Date lodged: 29 June 2016
To ask the Scottish Government, further to the letter from its Learning Directorate on 23 February 2016 to the Public Petitions Committee regarding PE01548, National Guidance on Restraint and Seclusion in Schools, whether it will provide an update on its position on providing national guidance with regard to the use of physical restraint in schools on children with (a) additional support needs and (b) learning difficulties.
Answered by: John Swinney 25 July 2016
We have made clear that the Scottish Government is committed to incorporating further guidance on physical restraint and seclusion within the refreshed Included, Engaged and Involved Part 2: A Positive Approach to Preventing and Managing Schools Exclusions. This guidance is for all children, including children with complex additional support needs, including those arising from learning disabilities. This is in line with the petition responses stating that restraint and seclusion should be seen within the context of early intervention, positive relationships and behaviour.

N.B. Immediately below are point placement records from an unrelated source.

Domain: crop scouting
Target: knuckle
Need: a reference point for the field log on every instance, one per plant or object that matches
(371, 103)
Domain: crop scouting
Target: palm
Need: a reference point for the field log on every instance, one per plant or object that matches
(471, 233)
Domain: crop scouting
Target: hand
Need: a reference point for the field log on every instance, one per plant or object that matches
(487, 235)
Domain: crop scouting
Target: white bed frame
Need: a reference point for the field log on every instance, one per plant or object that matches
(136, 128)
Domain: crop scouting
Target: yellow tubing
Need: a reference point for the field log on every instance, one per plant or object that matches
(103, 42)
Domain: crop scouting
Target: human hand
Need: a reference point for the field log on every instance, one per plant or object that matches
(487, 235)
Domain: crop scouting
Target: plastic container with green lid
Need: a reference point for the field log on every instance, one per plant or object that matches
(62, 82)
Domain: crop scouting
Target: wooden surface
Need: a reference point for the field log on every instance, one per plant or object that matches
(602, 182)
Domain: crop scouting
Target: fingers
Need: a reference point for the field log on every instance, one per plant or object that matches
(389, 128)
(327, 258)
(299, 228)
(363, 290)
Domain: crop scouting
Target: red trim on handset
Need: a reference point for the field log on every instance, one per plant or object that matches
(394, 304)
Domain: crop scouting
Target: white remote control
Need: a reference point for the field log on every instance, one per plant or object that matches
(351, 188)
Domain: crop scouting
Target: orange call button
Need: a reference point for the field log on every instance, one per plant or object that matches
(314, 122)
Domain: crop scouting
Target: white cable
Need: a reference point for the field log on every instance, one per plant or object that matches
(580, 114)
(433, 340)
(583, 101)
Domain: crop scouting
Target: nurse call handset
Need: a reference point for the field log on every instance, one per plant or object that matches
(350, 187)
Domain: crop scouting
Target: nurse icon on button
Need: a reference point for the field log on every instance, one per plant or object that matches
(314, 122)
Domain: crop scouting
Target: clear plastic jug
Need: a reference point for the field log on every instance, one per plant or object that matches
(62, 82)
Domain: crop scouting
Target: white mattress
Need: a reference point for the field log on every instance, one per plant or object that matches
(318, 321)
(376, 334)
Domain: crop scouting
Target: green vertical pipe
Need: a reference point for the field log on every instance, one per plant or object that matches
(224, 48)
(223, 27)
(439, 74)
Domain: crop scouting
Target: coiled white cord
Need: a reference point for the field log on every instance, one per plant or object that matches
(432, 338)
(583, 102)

The purpose of the guidance is to support local authorities, mainstream and special schools and other learning establishments and their partners to keep all children and young people fully included, engaged and involved in their education wherever this takes place; and to improve outcomes for those most at risk of exclusion. The guidance focuses on prevention, early intervention and responses to individual need, incorporating staged interventions and additional support to prevent problems escalating.
The draft guidance is clear that ‘it is only acceptable to physically intervene or to restrain a child or young person where the member of staff reasonably believes in all the circumstances that if he/she does not physically intervene or restrain the child or young person, the child or young person’s actions are likely to cause physical damage or harm to that pupil or to another person.’ It also highlights that ‘The use of physical intervention, physical restraint and seclusion should all be included in an agreed plan and be used as a last resort. Where seclusion is used it should be used under supervision and should take into account the additional support needs of the child or young person.’
The guidance also makes clear that local authorities should ensure that appropriate support and training is provided. This should include guidance on support following an incident for all those involved. Local authorities should also monitor, record and review any incidents involving physical restraint and seclusion using their own reporting mechanisms. It is also clear that these approaches should not be used for disciplinary purposes.